In 1996 at the age of 18, in only his second first-class match, Wasim Jaffer hammered an unbeaten 314 for Mumbai in their Ranji Trophy match against Saurashtra at Rajkot. No one else has ever made a triple hundred so early in their career. Jaffer added 457 for the first wicket with Sulakshan Sulkarni.

In 2004 Stephen Fleming claimed to have been offered $200,000 in 1999 to join a match-fixing syndicate.


Born on this day were : 

Tony Mann (1945-), Australian leg-spinner who became only the second night-watchman to make a Test hundred (after Nasim-ul-Ghani of Pakistan) with 105 against India at Perth in 1977-78; 

Simon Davis (1959-), Australian pace bowler; 

Brett Lee (1976-), Australian pace bowler who in March 2002 bowled the fastest delivery in the history of cricket.

In 1917, Colin Blythe, Kent and England slow left-arm bowler, was killed in action in Belgium during World War 11, aged 38. A statue at the Canterbury ground commemorates his memory.
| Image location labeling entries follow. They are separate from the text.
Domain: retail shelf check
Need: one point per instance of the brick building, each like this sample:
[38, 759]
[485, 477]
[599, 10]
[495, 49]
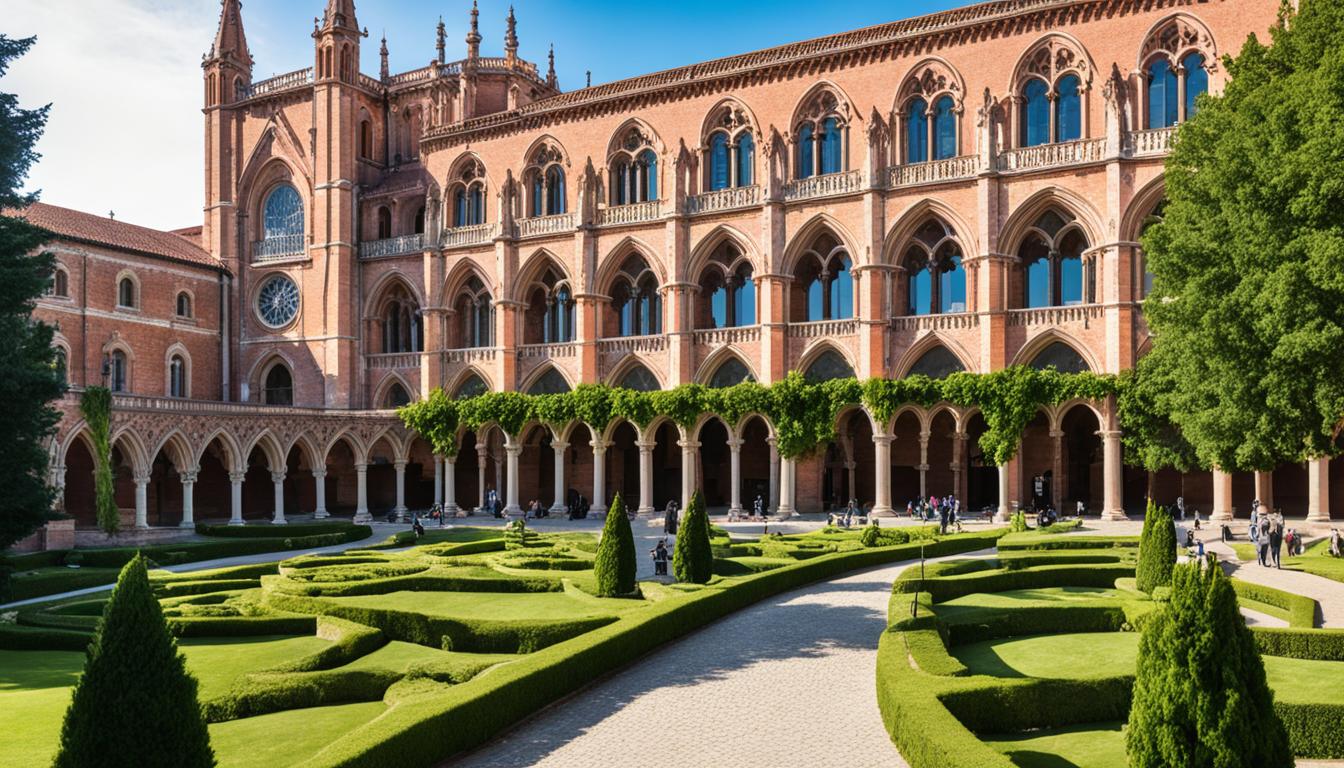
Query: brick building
[957, 191]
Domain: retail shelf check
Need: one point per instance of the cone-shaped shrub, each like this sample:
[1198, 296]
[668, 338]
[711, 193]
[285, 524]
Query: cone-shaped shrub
[1200, 697]
[1156, 549]
[136, 704]
[694, 558]
[614, 565]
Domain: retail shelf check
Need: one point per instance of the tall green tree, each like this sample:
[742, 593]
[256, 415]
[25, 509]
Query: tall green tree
[1200, 696]
[1247, 308]
[135, 705]
[31, 374]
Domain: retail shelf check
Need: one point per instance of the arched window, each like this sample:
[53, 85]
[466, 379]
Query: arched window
[176, 377]
[278, 388]
[1053, 262]
[1069, 114]
[917, 131]
[944, 129]
[1035, 113]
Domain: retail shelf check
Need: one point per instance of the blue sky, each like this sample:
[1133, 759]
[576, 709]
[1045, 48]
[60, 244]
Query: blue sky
[124, 75]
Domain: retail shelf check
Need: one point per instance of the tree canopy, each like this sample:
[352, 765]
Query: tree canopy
[1247, 304]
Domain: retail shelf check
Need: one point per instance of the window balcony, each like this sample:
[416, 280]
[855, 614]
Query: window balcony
[631, 214]
[391, 246]
[727, 199]
[278, 248]
[1058, 155]
[824, 186]
[538, 226]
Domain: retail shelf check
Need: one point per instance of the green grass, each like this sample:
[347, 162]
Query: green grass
[286, 737]
[1093, 745]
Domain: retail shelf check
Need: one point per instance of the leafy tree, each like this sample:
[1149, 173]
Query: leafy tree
[614, 565]
[31, 374]
[1200, 696]
[1156, 549]
[692, 560]
[1247, 308]
[135, 704]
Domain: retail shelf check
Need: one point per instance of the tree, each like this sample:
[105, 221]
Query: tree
[692, 560]
[31, 375]
[1247, 308]
[1156, 549]
[614, 565]
[1200, 696]
[135, 704]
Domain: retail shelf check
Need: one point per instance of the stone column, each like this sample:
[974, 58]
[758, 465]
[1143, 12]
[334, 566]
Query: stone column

In 1933 the Cricket Club of India was incorporated as a company limited by guarantee with its registered office in New Delhi. The promoters of the Club were some of the leading members of the BCCI and the signatories to the memorandum and Articles of Association of the Club were R.E. Grant-Govan, Zal R. Irani (after whom the Irani Trophy is named), Anthony de Mello, B.K. Basu and F.E. Waite. R.E. Grant-Govan an English businessman from Delhi was the prime mover and became the first president.

In 1987 Australia (253 for 5) beat England (246 for 8) by seven runs to win the World Cup at Calcutta.

In 1992 Zimbabwe played a ODI against New Zealand in the middle of a Test match. The second ODI was sandwiched between the first and second days of the second Test, a match that New Zealand won thanks to a 94 off only 87 balls from Martin Crowe. In the same match Dipak Patel ‘Mankaded’ the non-striker, Grant Flower, for backing up too far.

In 1999 Sachin Tendulkar (186 not out) and Rahul Dravid (153 not out) of India were involved in the highest batting partnership in a ODI match when they put on 331 runs against New Zealand at Hyderabad. India finished at 376 for 2 – the highest innings score between Test playing nations. It was also Tendulkar’s highest ODI score and the fourth highest ever.

In 2007 Anil Kumble was appointed as India’s Test captain.

In 2008 Hedley Howarth, the former New Zealand left-arm spinner, died aged 64.